/ 2 March 2009

Fidentia’s Brown in bid to halt prosecution

A Cape High Court application is pending in which former chief executive of the Fidentia group, J Arthur Brown, seeks an order to stop his prosecution on embezzlement charges, or to at least stop the investigation.

This emerged in the Cape Town Regional Court on Monday, when Brown appeared briefly before Magistrate Wilma van der Merwe.

Brown at this stage has three embezzlement cases pending.

The first relates to the Fundi and Infinity investment groups, the second to the Transport, Education and Training Authority (Teta), and the third to the Antheru Trust.

Brown’s appearance on Monday in the Regional Court related to the Fundi and Infinity case.

Due to the pending high court proceedings, this case was provisionally postponed to April 7, when the defence team has to inform the regional court when high court proceedings are scheduled to start.

At Monday’s proceedings, defence attorney Rushdi Khan said the high court application was lodged a month ago, but that the prosecution had only responded last Friday, indicating the state’s intention to oppose the application.

Asked whether the application was filed as an ordinary or urgent one, Khan said he did not know as he was merely standing in for his father, Rashaad, who was Brown’s attorney.

State senior counsel Jannie van Vuuren has taken over the prosecution from senior counsel Bruce Morrison, who has resigned for a high-profile forensic post in the private sector.

Van Vuuren told the court that the high court application had not been filed as an urgent one, but that he would do all in his power to expedite the high court proceedings.

The application should have been lodged as an urgent one, Van Vuuren said, in line with Brown’s constitutional right to a speedy trial.

Van der Merwe told Khan she wanted proper details at the next hearing.

”If the high court application was only lodged a month ago, I will want to know why, and if the application was lodged as an ordinary one and not as an urgent one, I will also want to know why,” she said.

Minutes after regional court proceedings, Brown made two further appearances in the lower magistrate’s court before Magistrate Vusi Mhlangu.
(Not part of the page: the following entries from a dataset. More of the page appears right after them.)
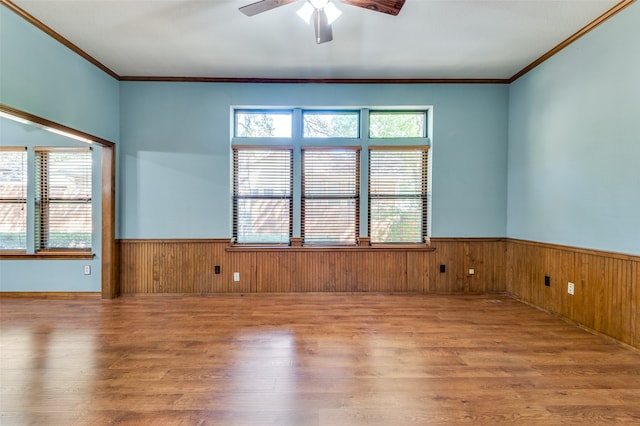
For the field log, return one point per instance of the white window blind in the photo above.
(330, 195)
(262, 198)
(13, 198)
(397, 194)
(63, 198)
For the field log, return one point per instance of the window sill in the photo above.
(317, 248)
(47, 255)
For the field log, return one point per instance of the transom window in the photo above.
(13, 198)
(298, 174)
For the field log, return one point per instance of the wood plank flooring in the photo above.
(307, 359)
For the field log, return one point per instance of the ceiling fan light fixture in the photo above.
(306, 12)
(332, 12)
(309, 6)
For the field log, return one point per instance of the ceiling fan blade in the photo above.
(391, 7)
(324, 33)
(263, 6)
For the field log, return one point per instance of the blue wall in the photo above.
(574, 143)
(41, 76)
(551, 158)
(175, 151)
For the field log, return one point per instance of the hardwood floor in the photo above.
(307, 359)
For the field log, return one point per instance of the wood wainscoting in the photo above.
(188, 267)
(607, 286)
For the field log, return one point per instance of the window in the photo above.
(397, 194)
(13, 198)
(330, 124)
(266, 124)
(330, 195)
(397, 124)
(63, 198)
(308, 192)
(262, 197)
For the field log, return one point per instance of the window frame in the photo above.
(421, 196)
(19, 200)
(364, 142)
(236, 197)
(44, 202)
(307, 197)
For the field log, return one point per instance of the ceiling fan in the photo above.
(324, 12)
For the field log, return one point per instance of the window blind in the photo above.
(262, 197)
(330, 195)
(13, 198)
(397, 194)
(63, 198)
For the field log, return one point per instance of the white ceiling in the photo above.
(429, 39)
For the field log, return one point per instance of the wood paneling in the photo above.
(606, 300)
(606, 297)
(187, 267)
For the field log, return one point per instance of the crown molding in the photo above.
(592, 25)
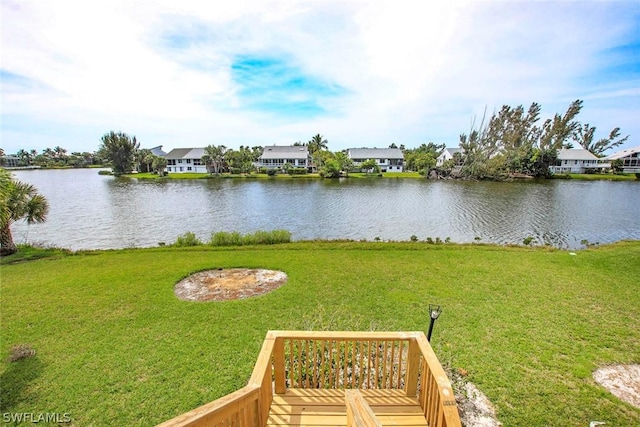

The first case in the magistrate’s court involved the Teta one, in which Brown was to have stood in the dock with Teta’s former chief executive Piet Bothma of Johannesburg.

Bothma was absent. Van Vuuren explained that he had given Bothma permission not to attend as he could not afford the expense of a return flight to Cape Town for a mere postponement lasting only a few minutes.

Van Vuuren asked that a warrant of arrest for Bothma — normal procedure in the event of failure to appear — be held over until the next appearance, also on April 7.

In the second appearance in the magistrate’s court, Brown stood in the dock with Jacobus Theart, who was involved with Brown in the Antheru Trust case.